The politics of the Middle East will never be the same again.
That’s the message UF history professor Matthew Jacobs brought to a handful of students and guests, as well as an online audience, Tuesday at the Emerson Alumni Hall.
The lecture, titled “After Egypt’s Days of Rage: U.S. Relations With a Changed Middle East,” is the first in a new lecture series, “Hear and Now—Student Perspective.”
Sponsored by the UF Alumni Association, the lectures are designed to help students better understand the nuances of current events. Each lecture is live-streamed online and is available after at alumni.ufl.edu/outreach.
Jacobs began with a brief overview of the Egyptian president’s history and told how Mubarak came to power in 1981. He showed the ties between the U.S. and Mubarak’s government and outlined the political and economic investments of American leaders that could have swayed them to give support.
However, as the protests continued, it became clear the issue was one of democratic freedoms and a people’s right to govern, something the U.S. government touts and could use to help improve its image in the region.
“It’s not often that you get the chance to hit the reset button,” Jacobs said.
He said the important thing for the U.S. to do now is have a keen sense about its power and resources while showing general support for the civility of the new government.

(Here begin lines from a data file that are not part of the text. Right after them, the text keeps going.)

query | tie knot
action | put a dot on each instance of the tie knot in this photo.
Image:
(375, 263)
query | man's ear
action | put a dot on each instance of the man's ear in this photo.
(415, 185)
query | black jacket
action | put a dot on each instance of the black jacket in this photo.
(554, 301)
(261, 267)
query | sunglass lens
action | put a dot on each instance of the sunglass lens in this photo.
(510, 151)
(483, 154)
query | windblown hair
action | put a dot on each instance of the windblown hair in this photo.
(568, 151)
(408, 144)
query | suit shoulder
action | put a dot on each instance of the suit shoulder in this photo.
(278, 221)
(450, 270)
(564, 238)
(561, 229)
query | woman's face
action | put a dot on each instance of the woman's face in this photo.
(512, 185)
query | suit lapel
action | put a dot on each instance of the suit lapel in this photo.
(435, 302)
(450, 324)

The U.S., he said, should focus less on the nature of emerging political groups and more on supporting the growth of an array of options.
“I think (the Middle East) is already changed. The question is, ‘How much?’” he said. “Clearly the populations are not going to be cowed as they had been recently. … It’s people who make revolutions and that’s crucial to recognize.”
Erica Ngoenha, a political science junior who attended, said she’s been captivated by media reports of the revolution and wanted a clearer understanding of the country’s past, how it got here and where it might be going.
She said she hopes our country can help them to move forward politically and economically, to help them rebuild and bring back some stability.
“I think it’s great the Egyptian people have had their voices heard,” she said.